Gece ve Gündüz, Ay ile Güneş gibi bir yörüngede yüzüyorlarmış ayete göre, demek ki, Güneş doğunca gündüz olmuyor, gündüz olunca Güneş çıkıyor. Güneş ve Ay gibi Gece ve Gündüz de gelip gidiyorlar.Başka ayetlerden de bu anlaşılmakta, yeri gelince değineceğim.

Güneş her sabah ortaya çıkar her akşam kaybolur, o kaybolduktan sonra Ay ortaya çıkar ve her sabah yok olur. Sırayla gelip giderler, milyonlarca yıldır hep böyle olmuştur, sırası şaşmaz. Gece ve gündüz de aynı şekilde, birbiri ardınca akar gider. Belli saatlerde gece, belli saatlerde de gündüz olur, bu her gün böyledir, bunların da sırası şaşmaz.
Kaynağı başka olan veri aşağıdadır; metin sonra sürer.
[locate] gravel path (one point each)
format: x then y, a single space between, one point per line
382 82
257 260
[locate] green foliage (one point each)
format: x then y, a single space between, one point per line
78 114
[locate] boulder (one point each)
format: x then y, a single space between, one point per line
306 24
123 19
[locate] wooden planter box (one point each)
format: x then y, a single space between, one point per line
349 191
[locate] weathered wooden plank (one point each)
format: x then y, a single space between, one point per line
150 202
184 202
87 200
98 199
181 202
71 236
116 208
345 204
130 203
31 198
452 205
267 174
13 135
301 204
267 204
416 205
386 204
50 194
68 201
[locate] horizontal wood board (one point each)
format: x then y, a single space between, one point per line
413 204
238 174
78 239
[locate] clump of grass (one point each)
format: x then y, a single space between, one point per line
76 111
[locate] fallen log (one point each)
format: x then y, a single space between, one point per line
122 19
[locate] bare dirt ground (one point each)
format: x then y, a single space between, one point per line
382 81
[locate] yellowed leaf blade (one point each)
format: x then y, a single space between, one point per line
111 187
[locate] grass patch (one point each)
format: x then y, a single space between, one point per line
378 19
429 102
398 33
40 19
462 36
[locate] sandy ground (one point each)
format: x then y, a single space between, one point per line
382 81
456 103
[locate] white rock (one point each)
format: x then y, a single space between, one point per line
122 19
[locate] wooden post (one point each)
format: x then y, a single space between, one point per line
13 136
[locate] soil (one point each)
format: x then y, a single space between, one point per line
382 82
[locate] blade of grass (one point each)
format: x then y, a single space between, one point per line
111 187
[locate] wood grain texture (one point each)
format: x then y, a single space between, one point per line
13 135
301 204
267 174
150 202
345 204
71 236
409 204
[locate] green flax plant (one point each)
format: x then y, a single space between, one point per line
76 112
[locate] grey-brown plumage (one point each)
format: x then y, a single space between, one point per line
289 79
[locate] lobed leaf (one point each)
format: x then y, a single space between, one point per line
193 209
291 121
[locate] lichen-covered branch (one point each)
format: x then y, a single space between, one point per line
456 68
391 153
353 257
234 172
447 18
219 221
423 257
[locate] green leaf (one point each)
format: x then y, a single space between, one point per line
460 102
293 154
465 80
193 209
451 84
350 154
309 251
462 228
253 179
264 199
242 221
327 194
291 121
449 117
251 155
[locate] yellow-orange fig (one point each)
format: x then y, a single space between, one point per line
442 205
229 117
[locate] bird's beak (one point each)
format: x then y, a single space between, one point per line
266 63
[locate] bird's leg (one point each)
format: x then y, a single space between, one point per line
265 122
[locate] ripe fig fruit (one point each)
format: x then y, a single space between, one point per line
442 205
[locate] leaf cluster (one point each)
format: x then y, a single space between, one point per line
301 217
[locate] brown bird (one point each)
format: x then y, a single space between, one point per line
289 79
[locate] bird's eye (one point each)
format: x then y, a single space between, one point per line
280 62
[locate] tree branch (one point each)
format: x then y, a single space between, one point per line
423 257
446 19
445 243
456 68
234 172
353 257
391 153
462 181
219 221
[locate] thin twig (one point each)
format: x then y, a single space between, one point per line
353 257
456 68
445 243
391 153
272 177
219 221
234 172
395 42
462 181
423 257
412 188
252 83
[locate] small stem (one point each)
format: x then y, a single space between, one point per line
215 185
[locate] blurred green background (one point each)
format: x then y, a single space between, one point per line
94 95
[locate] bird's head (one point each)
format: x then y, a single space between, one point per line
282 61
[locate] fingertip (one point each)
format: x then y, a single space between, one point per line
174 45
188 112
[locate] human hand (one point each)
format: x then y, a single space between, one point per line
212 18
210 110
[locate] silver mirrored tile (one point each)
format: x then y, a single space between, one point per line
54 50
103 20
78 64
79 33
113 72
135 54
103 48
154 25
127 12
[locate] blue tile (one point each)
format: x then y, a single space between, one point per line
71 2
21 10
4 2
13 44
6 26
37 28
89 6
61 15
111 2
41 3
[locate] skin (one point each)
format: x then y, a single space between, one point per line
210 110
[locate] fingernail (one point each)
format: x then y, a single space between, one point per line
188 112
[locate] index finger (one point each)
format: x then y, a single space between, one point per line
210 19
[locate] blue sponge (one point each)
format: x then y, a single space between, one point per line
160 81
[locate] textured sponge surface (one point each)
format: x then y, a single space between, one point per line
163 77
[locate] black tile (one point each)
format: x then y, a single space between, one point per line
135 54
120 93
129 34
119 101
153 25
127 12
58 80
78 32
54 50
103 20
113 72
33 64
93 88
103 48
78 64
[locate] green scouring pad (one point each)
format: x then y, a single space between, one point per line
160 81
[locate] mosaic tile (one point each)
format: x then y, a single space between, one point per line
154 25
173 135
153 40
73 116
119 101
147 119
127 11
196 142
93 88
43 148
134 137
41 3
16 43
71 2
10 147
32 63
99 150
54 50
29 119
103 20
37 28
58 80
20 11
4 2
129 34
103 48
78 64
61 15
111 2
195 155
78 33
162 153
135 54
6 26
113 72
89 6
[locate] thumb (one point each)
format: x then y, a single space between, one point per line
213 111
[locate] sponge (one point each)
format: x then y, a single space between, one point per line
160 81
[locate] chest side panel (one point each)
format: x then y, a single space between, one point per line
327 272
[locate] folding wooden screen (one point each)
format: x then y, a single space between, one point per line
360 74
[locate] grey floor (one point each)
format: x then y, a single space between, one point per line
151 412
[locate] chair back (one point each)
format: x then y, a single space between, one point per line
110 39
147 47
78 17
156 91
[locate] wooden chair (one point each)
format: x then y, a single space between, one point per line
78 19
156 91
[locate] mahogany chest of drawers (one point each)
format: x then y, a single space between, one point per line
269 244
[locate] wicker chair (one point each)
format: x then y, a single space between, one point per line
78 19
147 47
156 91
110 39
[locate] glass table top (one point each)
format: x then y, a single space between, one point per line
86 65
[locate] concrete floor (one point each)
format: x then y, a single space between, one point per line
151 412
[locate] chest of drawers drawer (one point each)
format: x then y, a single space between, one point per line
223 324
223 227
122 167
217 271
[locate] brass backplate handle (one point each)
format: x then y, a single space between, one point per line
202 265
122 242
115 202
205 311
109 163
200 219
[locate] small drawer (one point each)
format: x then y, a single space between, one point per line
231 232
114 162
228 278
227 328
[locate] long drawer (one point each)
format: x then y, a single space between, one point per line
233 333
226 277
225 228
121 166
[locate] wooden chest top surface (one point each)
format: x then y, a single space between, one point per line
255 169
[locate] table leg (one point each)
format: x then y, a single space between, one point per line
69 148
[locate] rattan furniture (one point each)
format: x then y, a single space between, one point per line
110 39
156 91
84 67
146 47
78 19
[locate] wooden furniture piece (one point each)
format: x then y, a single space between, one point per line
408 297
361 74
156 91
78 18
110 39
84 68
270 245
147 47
Gece ve gündüz tam da ayetin dediği gibi, gelip gitmiyor mu, bunlar birbiri ardınca akmıyorlar mı?

Nitekim “küllü” kelimesine gece ve gündüzün de dahil olduğu Kurtubi’nin tefsirinden de anlaşılmaktadır:
"Her biri" yani güneş, ay, yıldızlar, gezegenler, gece ve gündüz "bir yörüngede yüzerler." Suda yüzer gibi hızlıca akarlar ve yol alırlar. Söz söyleyenlerin en doğrusu olan yüce Allah: "Dalıpyüzenlere de andolsun ki..." (en-Nâziât, 79/3) diye buyurmaktadır. Koşarken ön ayaklarını ileri atan ata da "yüzen" anlamında: "Sâbih" denilir.(34)
Yani ayette dilbilgisel olarak bir problem yok, eğer burada tesniye kullanılsaydı işte o zaman dilbilgisel bir hata oluşacaktı. İkiden fazla şey sayıldığı için -gece, gündüz, Güneş ve Aytesniye kullanılamaz, aksi taktirde, gece ve gündüz “küllü” kelimesine dahil olmasaydı – yukarıda da dediğim gibi- iki şey sayıp “üçül” yapının kullanılması dilbilgisel bir hata doğururdu, mucizenin aksine. Demem o ki, üçül ve ikil yapı cümledeki nesne sayısına göre kullanırlar, cümlede kaç nesne varsa ona göre uygun yapı kullanılır aksi taktirde çelişki olur, gizli bir şeyler anlatılmış olmaz.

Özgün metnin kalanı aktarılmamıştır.